BSR-Finanzvorstand Lothar Kramm ist im Amt, obwohl gegen ihn wegen Korruption ermittelt wird. Jetzt wirft die Vereinigung Berliner Staatsanwälte der BSR und dem Senat vor, Kramms Vertrag aus fadenscheinigen Gründen verlängert zu haben.

Für die Berliner Ankläger ist der von Korruptionsvorwürfen belastete Finanzvorstand der Stadtreinigung, Lothar Kramm, nicht mehr tragbar. Die Vereinigung Berliner Staatsanwälte warf der landeseigenen Berliner Stadtreinigung (BSR) und dem Senat am Dienstag vor, Kramms Vertrag aus fadenscheinigen Gründen verlängert zu haben, obwohl der Manager wegen Bestechlichkeit angeklagt sei. Die Juristen sprachen von einem grundsätzlichen Missverständnis des Grundsatzes der Gewaltenteilung.

Die Anklage gegen Kramm war im Spätsommer zugelassen worden, der Prozess steht aber noch aus. Kramm wird vorgeworfen, bei der Ausschreibung zur Modernisierung der Müllverbrennungsanlage Ruhleben Betriebsgeheimnisse an einen Lobbyisten weitergegeben zu haben. Für die Vermittlung eines Millionen-Auftrages soll ihm eine Provision von 1,2 Millionen Euro versprochen worden sein.

Der damalige Wirtschaftssenator und BSR-Aufsichtsratschef Harald Wolf (Linke) hatte angekündigt, einen Nachfolger für Kramm zu suchen. Der Aufsichtsrat sei aber der Meinung, dass nichts an den Korruptionsvorwürfen dran sei. Das Kontrollgremium habe den Manager gebeten, bis zur Bestellung eines Nachfolgers zu bleiben. Kramm habe angekündigt, vor Prozessbeginn auszuscheiden.

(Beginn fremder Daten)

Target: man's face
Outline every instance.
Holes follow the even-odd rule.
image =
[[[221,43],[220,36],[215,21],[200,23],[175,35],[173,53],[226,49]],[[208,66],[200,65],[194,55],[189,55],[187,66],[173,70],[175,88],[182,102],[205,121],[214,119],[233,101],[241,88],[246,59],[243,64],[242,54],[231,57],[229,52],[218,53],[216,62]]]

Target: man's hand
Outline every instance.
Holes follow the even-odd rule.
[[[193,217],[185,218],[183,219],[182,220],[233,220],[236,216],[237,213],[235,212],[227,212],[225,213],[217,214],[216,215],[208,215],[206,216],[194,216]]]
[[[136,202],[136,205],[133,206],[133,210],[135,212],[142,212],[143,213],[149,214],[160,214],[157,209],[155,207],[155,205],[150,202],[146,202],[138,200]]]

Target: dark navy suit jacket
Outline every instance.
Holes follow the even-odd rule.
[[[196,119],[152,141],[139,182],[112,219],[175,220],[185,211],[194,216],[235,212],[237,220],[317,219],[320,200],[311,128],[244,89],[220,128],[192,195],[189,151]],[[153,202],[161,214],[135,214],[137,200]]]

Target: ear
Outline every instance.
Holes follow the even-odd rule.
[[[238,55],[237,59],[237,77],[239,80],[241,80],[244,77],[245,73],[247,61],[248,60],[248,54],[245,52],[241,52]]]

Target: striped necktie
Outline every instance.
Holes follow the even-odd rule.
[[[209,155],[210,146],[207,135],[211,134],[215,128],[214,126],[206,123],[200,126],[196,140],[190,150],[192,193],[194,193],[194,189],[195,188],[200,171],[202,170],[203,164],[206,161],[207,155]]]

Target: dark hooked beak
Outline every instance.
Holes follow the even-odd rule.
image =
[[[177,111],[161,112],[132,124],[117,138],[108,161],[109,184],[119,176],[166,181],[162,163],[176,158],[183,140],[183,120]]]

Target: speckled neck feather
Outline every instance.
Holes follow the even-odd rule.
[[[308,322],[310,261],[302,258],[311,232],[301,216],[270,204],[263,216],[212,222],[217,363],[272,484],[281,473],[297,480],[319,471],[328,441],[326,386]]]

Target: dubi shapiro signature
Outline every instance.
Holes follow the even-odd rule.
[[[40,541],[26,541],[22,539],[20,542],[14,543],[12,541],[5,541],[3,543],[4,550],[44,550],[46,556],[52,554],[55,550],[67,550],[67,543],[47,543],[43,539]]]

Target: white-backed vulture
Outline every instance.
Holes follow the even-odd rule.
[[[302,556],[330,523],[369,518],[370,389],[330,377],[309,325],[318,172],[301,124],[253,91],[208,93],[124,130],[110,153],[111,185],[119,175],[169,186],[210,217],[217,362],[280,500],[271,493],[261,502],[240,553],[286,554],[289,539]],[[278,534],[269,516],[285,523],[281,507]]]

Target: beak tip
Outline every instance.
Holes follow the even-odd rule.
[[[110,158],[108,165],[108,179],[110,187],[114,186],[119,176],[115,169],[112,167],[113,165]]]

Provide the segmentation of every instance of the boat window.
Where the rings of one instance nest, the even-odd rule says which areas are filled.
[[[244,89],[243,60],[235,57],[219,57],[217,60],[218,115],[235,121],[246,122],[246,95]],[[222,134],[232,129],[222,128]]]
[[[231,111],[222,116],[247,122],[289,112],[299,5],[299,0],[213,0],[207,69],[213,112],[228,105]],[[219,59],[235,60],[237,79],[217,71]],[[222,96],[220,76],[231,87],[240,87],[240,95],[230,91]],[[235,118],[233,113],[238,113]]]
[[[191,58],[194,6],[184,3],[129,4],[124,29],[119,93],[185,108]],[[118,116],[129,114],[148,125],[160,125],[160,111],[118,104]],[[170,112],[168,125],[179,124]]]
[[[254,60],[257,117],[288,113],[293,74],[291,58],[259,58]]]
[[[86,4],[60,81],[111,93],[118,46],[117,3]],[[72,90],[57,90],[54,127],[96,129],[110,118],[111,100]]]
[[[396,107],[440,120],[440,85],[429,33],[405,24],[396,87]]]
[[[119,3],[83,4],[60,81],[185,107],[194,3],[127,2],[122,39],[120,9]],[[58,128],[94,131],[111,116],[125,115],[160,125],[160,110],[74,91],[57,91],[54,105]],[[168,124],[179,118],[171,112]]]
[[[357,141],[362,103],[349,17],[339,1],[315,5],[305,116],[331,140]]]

Der Streit um die Beschäftigung des Finanzvorstandes schwelt seit Jahren. Die Staatsanwaltschaft wirft dem 67-Jährigen vor, das Ausschreibungsverfahren zur Modernisierung der Müllverbrennungsanlage Ruhleben beeinflusst zu haben. Er soll Betriebsgeheimnisse an einen Lobbyisten weitergegeben haben, der mit ihm zusammen angeklagt wurde. Für die Vermittlung eines Millionen-Auftrages soll ihm eine Provision von 1,2 Millionen Euro versprochen worden sein. Kramm bestreitet die Vorwürfe. Das Landgericht ließ die Anklage zunächst nicht zur Verhandlung vor dem Landgericht zu, weil es zunächst eine Verurteilung für unwahrscheinlich hielt. Dagegen legte die Staatsanwaltschaft Beschwerde ein, der das Kammergericht im September 2011 stattgab. Auch danach blieb Kramm im Amt.

Bislang war der ehemalige Wirtschaftssenator Wolf als Aufsichtsratsvorsitzender wichtigster Mann des Senates in dem Unternehmen. Die neue Regierung will aber seinen Einfluss auf die landeseigenen Unternehmen erhöhen und sowohl die BSR als auch die Wasserbetriebe (BWB) nach dem Vorbild der BVG umstrukturieren. Demnach könnte künftig Finanzsenator Ulrich Nußbaum (parteilos) wie bei der BVG als Vorsitzender der Gewährträgerversammlung des Landes mehr Mitspracherechte erhalten.

Die BSR und Ex-Wirtschaftssenator Wolf hatten Kramm stets das Vertrauen ausgesprochen. Das Unternehmen gab ein eigenes Rechtsgutachten in Auftrag, das den Angeklagten entlasten sollte.